A recent report from law firm Gibson Dunn & Crutcher LLP reveals that antitrust enforcement is growing, with 2015 a “banner year for [Department of Justice] merger enforcement efforts.” In fact, antitrust enforcement agencies brought an average of 34 merger enforcement ations per year, increasing to 41 between 2010 and 2012.

Going forward, Gibson Dunn believes federal agencies will “continue to challenge transactions at a relatively high rate.”

While the Justice Department is still reviewing the Aetna-Humana and Anthem-Cigna mergers, it has set a precedent of objecting to high-profile merger proposals in other sectors. General Electric and AB Electrolux called off their deal in December, as did Tri-Union Seafoods and Bumble Bee Foods, after the Department objected to them on the basis of reduced competition.

It also investigated deals between Comcast and Time Warner and AT&T and DirecTV. The latter went through, while the former was called off after the Department voiced its concerns.

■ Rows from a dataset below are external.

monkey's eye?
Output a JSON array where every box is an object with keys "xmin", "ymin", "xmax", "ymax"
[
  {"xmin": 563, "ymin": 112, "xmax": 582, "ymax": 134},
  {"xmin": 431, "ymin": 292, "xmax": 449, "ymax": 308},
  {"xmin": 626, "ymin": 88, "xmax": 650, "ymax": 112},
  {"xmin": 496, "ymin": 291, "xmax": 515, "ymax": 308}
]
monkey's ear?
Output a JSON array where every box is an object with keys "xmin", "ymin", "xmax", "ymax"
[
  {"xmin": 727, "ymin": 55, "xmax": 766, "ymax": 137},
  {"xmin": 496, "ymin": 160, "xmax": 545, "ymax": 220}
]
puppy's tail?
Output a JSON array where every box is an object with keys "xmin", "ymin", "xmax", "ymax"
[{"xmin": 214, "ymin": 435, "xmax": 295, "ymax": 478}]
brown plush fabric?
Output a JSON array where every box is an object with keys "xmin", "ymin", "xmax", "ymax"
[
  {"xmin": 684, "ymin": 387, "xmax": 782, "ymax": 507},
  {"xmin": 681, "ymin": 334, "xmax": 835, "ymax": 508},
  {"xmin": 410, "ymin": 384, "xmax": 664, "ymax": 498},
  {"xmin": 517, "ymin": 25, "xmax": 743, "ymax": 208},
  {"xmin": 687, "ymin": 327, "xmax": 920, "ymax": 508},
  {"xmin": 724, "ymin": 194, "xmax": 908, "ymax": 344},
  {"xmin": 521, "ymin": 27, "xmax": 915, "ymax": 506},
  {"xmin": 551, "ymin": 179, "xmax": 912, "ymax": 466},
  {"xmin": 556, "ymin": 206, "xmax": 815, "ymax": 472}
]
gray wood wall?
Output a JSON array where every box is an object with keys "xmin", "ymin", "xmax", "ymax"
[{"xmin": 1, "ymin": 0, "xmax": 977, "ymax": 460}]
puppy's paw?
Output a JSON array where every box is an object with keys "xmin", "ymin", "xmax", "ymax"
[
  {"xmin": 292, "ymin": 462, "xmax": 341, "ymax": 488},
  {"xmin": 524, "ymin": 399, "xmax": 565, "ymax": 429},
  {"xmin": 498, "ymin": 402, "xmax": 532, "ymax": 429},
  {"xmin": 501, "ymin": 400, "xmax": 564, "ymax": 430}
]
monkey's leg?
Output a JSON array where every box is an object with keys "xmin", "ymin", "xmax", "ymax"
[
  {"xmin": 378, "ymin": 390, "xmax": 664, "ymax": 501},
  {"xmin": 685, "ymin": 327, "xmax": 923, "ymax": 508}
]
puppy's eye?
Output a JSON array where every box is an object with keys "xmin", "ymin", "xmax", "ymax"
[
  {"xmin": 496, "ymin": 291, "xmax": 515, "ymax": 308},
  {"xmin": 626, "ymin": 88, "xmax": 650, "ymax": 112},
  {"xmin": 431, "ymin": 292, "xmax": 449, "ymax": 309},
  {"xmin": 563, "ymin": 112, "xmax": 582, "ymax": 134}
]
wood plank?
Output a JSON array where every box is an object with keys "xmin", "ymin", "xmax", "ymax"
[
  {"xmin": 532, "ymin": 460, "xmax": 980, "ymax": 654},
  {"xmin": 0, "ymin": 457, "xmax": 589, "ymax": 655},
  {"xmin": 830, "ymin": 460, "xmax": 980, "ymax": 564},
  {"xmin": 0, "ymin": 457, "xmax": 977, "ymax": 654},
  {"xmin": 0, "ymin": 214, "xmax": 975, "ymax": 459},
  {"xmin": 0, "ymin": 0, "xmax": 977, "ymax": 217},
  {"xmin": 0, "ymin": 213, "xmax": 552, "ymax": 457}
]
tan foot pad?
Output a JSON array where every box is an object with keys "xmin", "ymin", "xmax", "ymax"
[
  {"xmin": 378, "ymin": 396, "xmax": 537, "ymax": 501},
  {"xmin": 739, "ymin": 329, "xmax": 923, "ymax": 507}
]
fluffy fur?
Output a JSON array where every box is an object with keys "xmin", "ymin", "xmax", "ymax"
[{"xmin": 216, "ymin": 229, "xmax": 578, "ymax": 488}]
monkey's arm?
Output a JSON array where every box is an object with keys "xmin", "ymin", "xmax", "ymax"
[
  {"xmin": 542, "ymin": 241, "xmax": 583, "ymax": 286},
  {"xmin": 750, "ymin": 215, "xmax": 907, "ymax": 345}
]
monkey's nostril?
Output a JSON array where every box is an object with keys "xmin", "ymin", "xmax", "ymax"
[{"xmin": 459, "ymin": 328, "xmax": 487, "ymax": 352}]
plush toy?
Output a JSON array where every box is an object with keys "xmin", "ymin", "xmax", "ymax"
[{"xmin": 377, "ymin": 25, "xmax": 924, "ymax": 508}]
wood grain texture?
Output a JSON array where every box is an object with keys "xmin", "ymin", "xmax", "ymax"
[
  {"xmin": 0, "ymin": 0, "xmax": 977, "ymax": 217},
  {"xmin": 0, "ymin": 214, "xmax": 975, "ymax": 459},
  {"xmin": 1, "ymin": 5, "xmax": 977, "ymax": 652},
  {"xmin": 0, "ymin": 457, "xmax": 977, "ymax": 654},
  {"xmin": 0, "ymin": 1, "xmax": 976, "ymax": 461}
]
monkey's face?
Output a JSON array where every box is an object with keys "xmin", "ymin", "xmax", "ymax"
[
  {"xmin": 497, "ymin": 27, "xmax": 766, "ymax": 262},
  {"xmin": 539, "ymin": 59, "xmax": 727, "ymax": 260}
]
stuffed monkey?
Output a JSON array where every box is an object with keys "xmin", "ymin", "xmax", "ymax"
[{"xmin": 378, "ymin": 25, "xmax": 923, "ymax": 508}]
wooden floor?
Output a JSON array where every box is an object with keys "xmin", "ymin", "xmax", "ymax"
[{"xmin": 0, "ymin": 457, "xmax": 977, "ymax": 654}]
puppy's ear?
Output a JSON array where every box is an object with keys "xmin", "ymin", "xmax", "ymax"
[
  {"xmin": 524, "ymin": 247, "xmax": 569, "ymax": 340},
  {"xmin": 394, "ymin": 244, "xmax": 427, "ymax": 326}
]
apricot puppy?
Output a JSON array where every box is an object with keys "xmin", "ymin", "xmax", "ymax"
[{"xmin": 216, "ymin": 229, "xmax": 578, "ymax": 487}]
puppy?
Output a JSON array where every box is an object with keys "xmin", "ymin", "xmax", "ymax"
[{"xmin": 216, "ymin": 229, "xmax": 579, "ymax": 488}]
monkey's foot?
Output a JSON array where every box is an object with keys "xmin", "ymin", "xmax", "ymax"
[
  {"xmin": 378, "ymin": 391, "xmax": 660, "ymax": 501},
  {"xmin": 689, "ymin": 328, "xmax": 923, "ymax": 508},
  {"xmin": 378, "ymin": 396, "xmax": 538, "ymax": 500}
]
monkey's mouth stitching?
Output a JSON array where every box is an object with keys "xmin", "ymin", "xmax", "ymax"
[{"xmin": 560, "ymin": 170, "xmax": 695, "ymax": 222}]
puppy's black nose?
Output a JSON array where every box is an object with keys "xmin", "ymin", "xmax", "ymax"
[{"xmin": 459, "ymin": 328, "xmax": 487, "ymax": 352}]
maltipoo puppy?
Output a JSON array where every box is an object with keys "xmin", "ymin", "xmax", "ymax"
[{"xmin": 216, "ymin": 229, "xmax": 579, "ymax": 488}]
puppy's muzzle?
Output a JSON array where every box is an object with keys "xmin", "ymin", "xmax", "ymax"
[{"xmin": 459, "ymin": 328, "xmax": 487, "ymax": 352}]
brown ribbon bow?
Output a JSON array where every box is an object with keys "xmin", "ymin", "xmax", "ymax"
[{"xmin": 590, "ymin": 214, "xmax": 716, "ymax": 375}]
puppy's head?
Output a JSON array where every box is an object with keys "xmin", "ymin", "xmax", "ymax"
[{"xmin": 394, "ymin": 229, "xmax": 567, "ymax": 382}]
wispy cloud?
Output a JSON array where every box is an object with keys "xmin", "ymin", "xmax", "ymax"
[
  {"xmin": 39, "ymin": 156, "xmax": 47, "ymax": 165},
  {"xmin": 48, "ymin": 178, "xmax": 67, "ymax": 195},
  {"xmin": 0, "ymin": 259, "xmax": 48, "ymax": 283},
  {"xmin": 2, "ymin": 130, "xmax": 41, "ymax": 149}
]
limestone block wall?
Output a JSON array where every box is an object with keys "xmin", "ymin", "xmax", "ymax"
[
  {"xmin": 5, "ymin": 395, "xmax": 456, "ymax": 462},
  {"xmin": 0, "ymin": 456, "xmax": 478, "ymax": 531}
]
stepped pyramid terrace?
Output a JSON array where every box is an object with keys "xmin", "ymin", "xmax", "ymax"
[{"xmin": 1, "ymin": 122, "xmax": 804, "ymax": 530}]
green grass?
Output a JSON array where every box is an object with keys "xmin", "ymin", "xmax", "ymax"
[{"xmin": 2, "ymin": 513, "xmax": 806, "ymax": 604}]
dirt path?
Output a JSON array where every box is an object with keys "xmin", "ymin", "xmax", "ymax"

The Justice Department has similar issues with the health insurance proposals. It is concerned the transactions will result in rate increases, affecting local and regional markets for specific insurance products.

In 2012, for example, the department raised concerns with Humana’s acquisition of Arcadian Management Services as well as WellPoint’s acquisition of Amerigroup due to lack of competition in smaller markets.

If any of the deals currently being proposed go through, analysts say it would result in an industry topped by three dominant carriers – each earning more than $100 billion in annual revenue. That could seriously dampen competition in many markets.

Industry officials, however, say merger and acquisition activity is not likely to affect premium pricing. Instead, insurers’ “focus is on making sure consumers have affordable coverage,” a spokesperson for America’s Health Insurance Plans said.

Greater affordability certainly seems to be the focal point of messaging coming from health insurers. Anthem CEO Joseph Swedish characterized the potential takeover of Cigna as a deal that would result in “the scale to drive greater efficiency and affordability for our customers” as well as “improvements in the total cost of care.”

Yet some critics say that rhetoric doesn’t always pan out in reality.

“There’s no good evidence out there that scale is associated with lower premiums or improvements in plan quality,” Leemore Dafny, a former official with the FTC, told the Wall Street Journal. Even if there are cost savings to be had, Dafny questions whether insurers would pass those on to consumers.

Regardless of the effect on the market, merger and acquisition activity among insurers is likely to continue. The ACA’s stipulation that insurers spend the majority of premiums on healthcare creates incentives to cut back on administrative costs – something that’s more easily done in a merger.

Similarly, pressure to collect data on consumers in an attempt to cut back on healthcare costs is better accomplished by companies that have the scale and resources to do so.

Analysts say they expect these and other forces will continue to push insurers toward consolidation, and expect a deal between any of the top five health insurers shortly.